Final answer:
To find the inverse Laplace transform of 2(1-e⁻ˢ)/s(1-e⁻³ˢ), we can use partial fraction decomposition. The inverse Laplace transform of 2(1 - e⁻ˢ)/s(1 - e⁻³ˢ) is 2[1 - e⁻³ˢ].
Step-by-step explanation:
To find the inverse Laplace transform of 2(1-e⁻ˢ)/s(1-e⁻³ˢ), we can use the Laplace transform table. In the table, we have the Laplace transform of 1 - e⁻ˣ as 1/s. Applying this property, we can write the given expression as 2/s(1 - e⁻³ˢ).
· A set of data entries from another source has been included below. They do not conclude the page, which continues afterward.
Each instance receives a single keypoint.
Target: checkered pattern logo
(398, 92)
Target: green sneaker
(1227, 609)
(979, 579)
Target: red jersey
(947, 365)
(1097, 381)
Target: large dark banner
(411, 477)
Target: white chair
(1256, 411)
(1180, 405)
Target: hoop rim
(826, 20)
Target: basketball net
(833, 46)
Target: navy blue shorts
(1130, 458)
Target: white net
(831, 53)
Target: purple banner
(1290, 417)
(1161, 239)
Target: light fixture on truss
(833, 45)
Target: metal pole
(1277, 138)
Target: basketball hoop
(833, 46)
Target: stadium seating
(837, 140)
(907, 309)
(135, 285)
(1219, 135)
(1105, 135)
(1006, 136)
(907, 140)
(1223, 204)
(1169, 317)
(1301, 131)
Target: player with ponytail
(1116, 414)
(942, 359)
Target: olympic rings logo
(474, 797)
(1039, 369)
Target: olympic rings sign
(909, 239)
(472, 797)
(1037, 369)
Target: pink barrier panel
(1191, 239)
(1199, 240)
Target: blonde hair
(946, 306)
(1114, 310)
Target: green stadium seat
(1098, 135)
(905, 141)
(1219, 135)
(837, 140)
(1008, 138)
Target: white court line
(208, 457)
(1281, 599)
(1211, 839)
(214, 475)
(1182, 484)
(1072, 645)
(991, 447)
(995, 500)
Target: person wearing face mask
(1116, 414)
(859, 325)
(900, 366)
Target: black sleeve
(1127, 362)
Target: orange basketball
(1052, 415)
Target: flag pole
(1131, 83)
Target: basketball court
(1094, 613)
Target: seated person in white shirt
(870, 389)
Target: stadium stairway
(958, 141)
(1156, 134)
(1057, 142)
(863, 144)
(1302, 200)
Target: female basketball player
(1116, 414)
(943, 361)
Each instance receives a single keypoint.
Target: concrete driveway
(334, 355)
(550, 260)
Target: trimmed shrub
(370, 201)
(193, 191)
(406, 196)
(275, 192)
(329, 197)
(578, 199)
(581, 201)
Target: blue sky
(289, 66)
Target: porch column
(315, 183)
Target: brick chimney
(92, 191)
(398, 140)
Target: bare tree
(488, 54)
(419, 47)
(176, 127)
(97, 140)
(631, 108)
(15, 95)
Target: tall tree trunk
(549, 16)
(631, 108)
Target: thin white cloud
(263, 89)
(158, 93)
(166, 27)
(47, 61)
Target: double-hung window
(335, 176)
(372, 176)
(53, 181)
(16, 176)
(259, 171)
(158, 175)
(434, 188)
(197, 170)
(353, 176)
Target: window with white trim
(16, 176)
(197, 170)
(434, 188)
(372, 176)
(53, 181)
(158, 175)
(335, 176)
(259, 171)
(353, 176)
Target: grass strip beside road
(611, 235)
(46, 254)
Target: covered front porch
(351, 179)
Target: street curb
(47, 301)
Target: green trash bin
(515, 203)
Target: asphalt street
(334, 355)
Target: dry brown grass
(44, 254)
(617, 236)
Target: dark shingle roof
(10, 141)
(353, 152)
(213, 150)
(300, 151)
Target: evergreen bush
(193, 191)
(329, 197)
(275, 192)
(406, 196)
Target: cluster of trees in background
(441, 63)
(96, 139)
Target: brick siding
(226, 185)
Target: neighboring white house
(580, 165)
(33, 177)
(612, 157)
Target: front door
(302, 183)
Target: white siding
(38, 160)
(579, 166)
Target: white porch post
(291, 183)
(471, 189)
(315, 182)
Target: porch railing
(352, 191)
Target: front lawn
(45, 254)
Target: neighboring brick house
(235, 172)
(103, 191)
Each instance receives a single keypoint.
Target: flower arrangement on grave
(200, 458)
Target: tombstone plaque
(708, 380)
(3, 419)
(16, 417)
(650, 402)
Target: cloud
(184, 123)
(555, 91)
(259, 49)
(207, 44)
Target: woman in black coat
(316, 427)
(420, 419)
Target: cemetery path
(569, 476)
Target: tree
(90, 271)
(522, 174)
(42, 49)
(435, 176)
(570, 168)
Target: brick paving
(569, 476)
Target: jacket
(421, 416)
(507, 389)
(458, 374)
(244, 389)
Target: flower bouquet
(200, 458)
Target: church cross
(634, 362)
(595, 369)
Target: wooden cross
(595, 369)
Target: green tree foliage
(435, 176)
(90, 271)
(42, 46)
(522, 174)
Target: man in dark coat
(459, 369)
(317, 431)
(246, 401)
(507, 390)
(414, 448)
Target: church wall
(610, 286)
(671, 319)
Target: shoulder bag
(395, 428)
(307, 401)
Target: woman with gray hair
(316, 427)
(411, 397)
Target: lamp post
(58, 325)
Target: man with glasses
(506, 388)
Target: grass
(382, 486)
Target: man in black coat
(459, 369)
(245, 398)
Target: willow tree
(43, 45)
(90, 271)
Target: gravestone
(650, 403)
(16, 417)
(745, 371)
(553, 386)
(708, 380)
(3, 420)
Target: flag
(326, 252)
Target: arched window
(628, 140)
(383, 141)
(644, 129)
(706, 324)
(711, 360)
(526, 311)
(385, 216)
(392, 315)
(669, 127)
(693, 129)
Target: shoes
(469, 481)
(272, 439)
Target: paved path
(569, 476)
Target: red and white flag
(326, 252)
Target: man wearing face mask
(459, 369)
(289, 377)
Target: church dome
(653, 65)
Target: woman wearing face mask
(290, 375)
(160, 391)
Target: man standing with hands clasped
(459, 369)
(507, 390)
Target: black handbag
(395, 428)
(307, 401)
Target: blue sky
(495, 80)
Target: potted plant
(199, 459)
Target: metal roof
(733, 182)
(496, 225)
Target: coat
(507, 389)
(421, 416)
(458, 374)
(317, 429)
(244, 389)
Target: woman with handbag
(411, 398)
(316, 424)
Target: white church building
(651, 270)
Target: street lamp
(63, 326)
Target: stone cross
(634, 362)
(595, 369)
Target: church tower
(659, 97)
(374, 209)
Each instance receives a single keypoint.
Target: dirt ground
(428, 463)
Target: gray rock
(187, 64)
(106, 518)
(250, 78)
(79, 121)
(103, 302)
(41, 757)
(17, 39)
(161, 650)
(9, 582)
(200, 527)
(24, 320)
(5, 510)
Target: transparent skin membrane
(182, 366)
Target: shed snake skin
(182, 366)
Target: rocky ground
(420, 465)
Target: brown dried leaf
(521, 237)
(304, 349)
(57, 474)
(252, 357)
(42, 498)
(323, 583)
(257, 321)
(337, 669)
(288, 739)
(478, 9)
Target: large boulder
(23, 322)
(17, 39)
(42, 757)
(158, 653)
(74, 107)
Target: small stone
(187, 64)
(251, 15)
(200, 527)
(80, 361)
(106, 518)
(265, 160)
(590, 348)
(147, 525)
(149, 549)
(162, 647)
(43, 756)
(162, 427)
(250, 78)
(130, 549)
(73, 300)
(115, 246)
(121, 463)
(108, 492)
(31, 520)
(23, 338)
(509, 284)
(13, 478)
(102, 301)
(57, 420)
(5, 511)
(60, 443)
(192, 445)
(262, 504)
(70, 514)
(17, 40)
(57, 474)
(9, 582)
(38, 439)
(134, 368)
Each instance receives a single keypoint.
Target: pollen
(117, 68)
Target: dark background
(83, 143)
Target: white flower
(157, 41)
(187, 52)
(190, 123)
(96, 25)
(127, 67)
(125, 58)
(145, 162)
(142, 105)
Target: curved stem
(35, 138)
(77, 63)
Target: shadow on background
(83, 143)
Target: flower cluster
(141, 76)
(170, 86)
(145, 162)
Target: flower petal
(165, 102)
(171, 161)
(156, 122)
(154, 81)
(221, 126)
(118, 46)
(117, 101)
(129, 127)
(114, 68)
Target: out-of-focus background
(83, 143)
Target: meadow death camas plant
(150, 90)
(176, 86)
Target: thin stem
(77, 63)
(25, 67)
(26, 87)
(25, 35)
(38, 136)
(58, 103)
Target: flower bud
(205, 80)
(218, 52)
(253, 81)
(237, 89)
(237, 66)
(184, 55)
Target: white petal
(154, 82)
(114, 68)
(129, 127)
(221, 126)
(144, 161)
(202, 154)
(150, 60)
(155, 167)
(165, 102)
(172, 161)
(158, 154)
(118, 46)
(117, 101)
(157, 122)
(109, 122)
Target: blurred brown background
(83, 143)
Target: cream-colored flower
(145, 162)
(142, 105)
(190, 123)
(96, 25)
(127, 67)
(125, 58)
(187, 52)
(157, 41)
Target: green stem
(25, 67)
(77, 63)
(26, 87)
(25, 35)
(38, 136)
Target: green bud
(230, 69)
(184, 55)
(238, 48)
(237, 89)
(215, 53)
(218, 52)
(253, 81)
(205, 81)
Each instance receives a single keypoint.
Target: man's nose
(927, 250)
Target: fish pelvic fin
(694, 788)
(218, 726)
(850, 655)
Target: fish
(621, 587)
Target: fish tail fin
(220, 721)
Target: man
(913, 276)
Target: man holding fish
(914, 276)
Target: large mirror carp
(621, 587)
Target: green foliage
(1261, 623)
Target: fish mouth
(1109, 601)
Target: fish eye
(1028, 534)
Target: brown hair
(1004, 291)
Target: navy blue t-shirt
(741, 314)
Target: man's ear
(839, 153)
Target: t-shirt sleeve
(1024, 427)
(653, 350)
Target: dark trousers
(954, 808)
Now, we can use partial fraction decomposition to split this expression. We can write 1 - e⁻³ˢ as (1/s) - (e⁻³ˢ/s). Therefore, the expression becomes 2 * [(1/s) - (e⁻³ˢ/s)] / s.
Now, we can take the inverse Laplace transform of each term separately using the Laplace transform table. The inverse Laplace transform of 1/s is 1 and the inverse Laplace transform of e⁻³ˢ/s is e⁻³ˢ. Therefore, the inverse Laplace transform of 2(1 - e⁻ˢ)/s(1 - e⁻³ˢ) is 2 [1 - e⁻³ˢ].